Les constructeurs automobiles mondiaux sont parmi les plus grandes victimes industrielles de la pandémie de coronavirus. Face aux fermetures d'usines et à la destruction de la demande, la crise sanitaire mondiale a plongé certains des acteurs les plus faibles dans une situation financière désastreuse. Ford Motor Company (NYSE:F), le deuxième producteur mondial, ne fait clairement pas exception.
Avant même d'entrer dans cette crise, Ford était confrontée à de sérieux défis. Après de nombreuses années de hausse des ventes, aidée par la robustesse de l'économie mondiale et la demande des consommateurs, le constructeur automobile était confronté à de puissants vents contraires alors que la demande de berlines ralentissait. L'année dernière, son revenu net a chuté de plus de moitié.
L'entreprise a décidé de se retirer des marchés automobiles plus petits pour se concentrer sur les SUV et les camions aux États-Unis, tout en accélérant ses efforts pour entrer rapidement sur les marchés des véhicules électriques et des véhicules autonomes. L'année dernière, elle a annoncé qu'elle dépenserait 900 millions de dollars pour construire des voitures électriques et sans conducteur dans son usine de Flat Rock, au sud de Detroit.
En effet, Ford exécute un plan de restructuration de 11 milliards de dollars, étalé sur cinq ans, qui comprend la suppression de milliers d'emplois, le rajeunissement de sa gamme de SUV et de pick-up et l'abandon des berlines à faible vitesse de vente.
Mais la crise du coronavarius a mis en doute la viabilité de ce plan, obligeant S&P Global Ratings à abaisser la note de crédit de Ford à « junk » cette semaine. Cette décision fait suite à celle de Moody's Investors Service, qui a abaissé sa notation pour la deuxième fois en six mois, mercredi dernier.
Les dégradations de crédit ont accéléré la chute du titre Ford, qui a perdu 41% de sa valeur cette année, tombant à son plus bas niveau depuis 2009. Le titre a clôturé hier à 5,25 dollars, soit une baisse de 2,6 % sur la journée.
Dividende suspendu
Avec la fermeture des usines de Ford dans le monde entier - y compris toutes ses usines nord-américaines - et l'absence de décision quant à la date de reprise de la production, la société subit une pression financière énorme, selon S&P.

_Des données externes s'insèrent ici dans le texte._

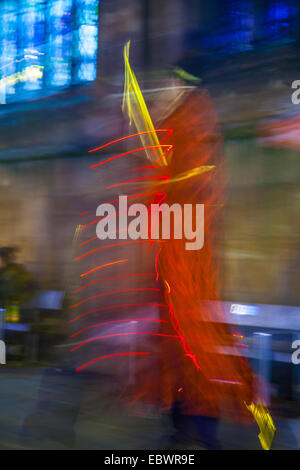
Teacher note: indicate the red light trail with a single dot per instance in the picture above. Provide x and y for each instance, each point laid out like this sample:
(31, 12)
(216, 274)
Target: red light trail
(119, 321)
(122, 334)
(116, 292)
(118, 306)
(112, 355)
(109, 278)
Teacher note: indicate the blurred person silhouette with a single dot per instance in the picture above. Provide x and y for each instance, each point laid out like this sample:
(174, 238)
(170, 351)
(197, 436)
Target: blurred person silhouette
(17, 284)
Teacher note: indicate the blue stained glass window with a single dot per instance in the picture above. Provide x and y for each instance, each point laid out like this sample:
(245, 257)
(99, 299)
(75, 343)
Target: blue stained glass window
(86, 39)
(281, 19)
(46, 45)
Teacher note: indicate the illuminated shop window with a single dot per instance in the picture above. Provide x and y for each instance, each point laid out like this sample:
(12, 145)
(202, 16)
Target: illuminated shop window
(46, 45)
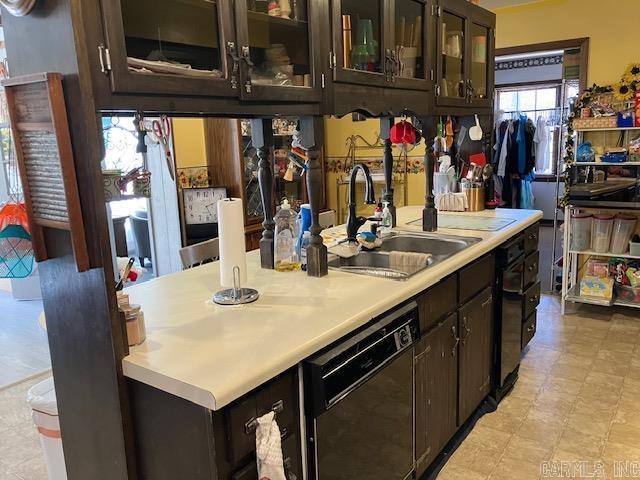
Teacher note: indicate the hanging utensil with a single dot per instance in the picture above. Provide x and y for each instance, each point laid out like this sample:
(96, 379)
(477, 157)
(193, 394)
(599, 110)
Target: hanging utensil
(162, 130)
(449, 133)
(475, 133)
(125, 274)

"Le stress lié à la fermeture de toutes les usines d'une entreprise diffère de celui d'une récession classique", a déclaré le responsable du crédit, notant que les fermetures signifient que Ford ne génère pas les revenus dont elle a besoin pour couvrir ses coûts. "Le taux d'utilisation des liquidités, même pour quelques mois, pourrait être plus rapide que celui qui se produit lors d'une récession typique".
Tout en essayant d'éviter la crise financière et de préserver ses liquidités, l'entreprise a suspendu la semaine dernière le dividende que la direction s'était engagée à maintenir. Elle a pris cette mesure pour donner la priorité à la flexibilité financière et aux investissements dans une série de lancements de nouveaux produits cette année, selon un communiqué.

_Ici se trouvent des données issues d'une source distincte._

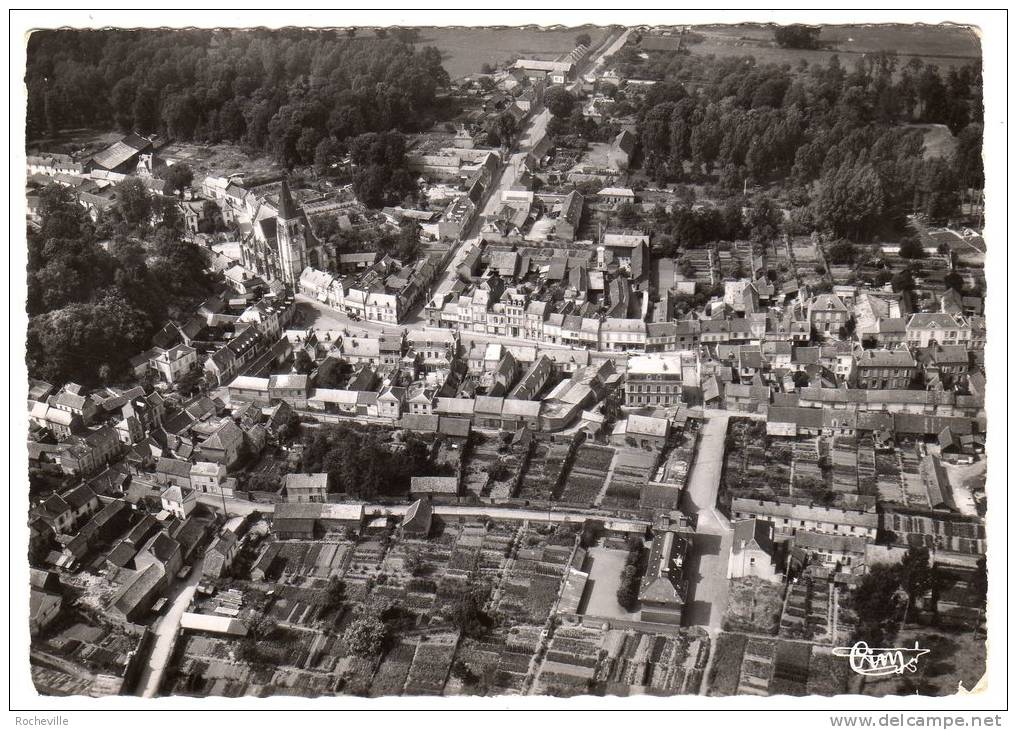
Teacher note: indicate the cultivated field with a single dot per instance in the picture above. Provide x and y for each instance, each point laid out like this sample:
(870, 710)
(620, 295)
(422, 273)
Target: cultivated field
(465, 50)
(945, 47)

"Bien que nous n'ayons évidemment pas prévu la pandémie de coronavirus, nous avons maintenu un bilan solide et des liquidités suffisantes pour pouvoir faire face à l'incertitude économique et continuer à investir dans notre avenir", a déclaré le PDG Jim Hackett dans la déclaration. "Je suis confiant dans les mesures que nous prenons pour faire face à l'incertitude actuelle tout en continuant à construire l'avenir".
Les analystes, en revanche, continuent de se demander si Ford pourra survivre cette période difficile sans le renflouement gouvernemental qui semble imminent pour les entreprises en difficulté après la fermeture de l'économie suite à l'épidémie de COVID-19.
Adam Jonas, directeur de Morgan Stanley (NYSE:MS) pour le secteur automobile mondiale et la recherche sur la mobilité partagée, a déclaré mardi à CNBC que même si Ford survivra à l'incertitude financière causée par le coronavirus, son action n'a peut-être pas encore touché le fond.
Jonas a déclaré que le constructeur automobile avait eu des problèmes d'exécution. Mais il a souligné les 30 milliards de dollars de liquidités de la société dans ses opérations industrielles ainsi qu'une solide équipe de trésorerie et de finances née de la crise financière de 2008, au cours de laquelle la société n'a pas reçu de renflouement.
Conclusion
La crise actuelle a encore retardé le résultat du plan de redressement de Ford que de nombreux analystes s'attendaient à voir cette année. À partir de là, la survie de l'entreprise dépend en grande partie de la bouée de sauvetage que le gouvernement prévoit d'étendre aux constructeurs automobiles et de la capacité de l'entreprise à tirer parti d'une éventuelle reprise de la demande, stimulée par des taux d'intérêt bas et une réduction drastique du coût du carburant.